Somehow, it’s the end of December. What to say about 2020? This year felt like a turning point, a rock, the end of one world and the beginning of another world. For us on The VergeThe scientific office (and so many others) has been a year in which we want to close forever and never forget.
With the end of 2020, we have decided that we want to commemorate this unreal year with a time capsule, so that whatever happens in 2021 and beyond, there will be a small resilient fragment of 2020 that future historians, scientists or space aliens can dig it up. and I wonder about. So I took a hit at distilling the values of a year of scientific memories into a handful of digital files. It’s far from comprehensive, but it does tell some interesting stories.
The first part of the project was compiling the time capsule assets themselves. Here we have created a file browser, where you can click on the digital and ephemeral moments that we have included and think about what our followers could do with them.

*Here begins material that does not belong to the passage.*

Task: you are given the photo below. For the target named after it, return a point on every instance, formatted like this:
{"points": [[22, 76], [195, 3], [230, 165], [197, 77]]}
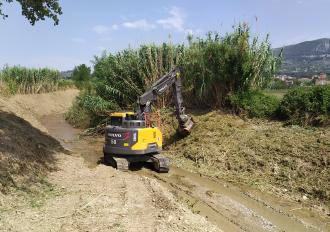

The second challenge was to find ways to keep the files themselves for hundreds or even thousands of years. Most modern storage media – such as hard drives or flash memory – are built to be cheap, not durable. But there is only one storage medium that could keep our files safe for millennia: synthetic DNA. In recent weeks, we have been working with a team of scientists and engineers to encode our digital memories into personalized strands of DNA. The result must be seen to be believed … even if technically it is too small to actually see.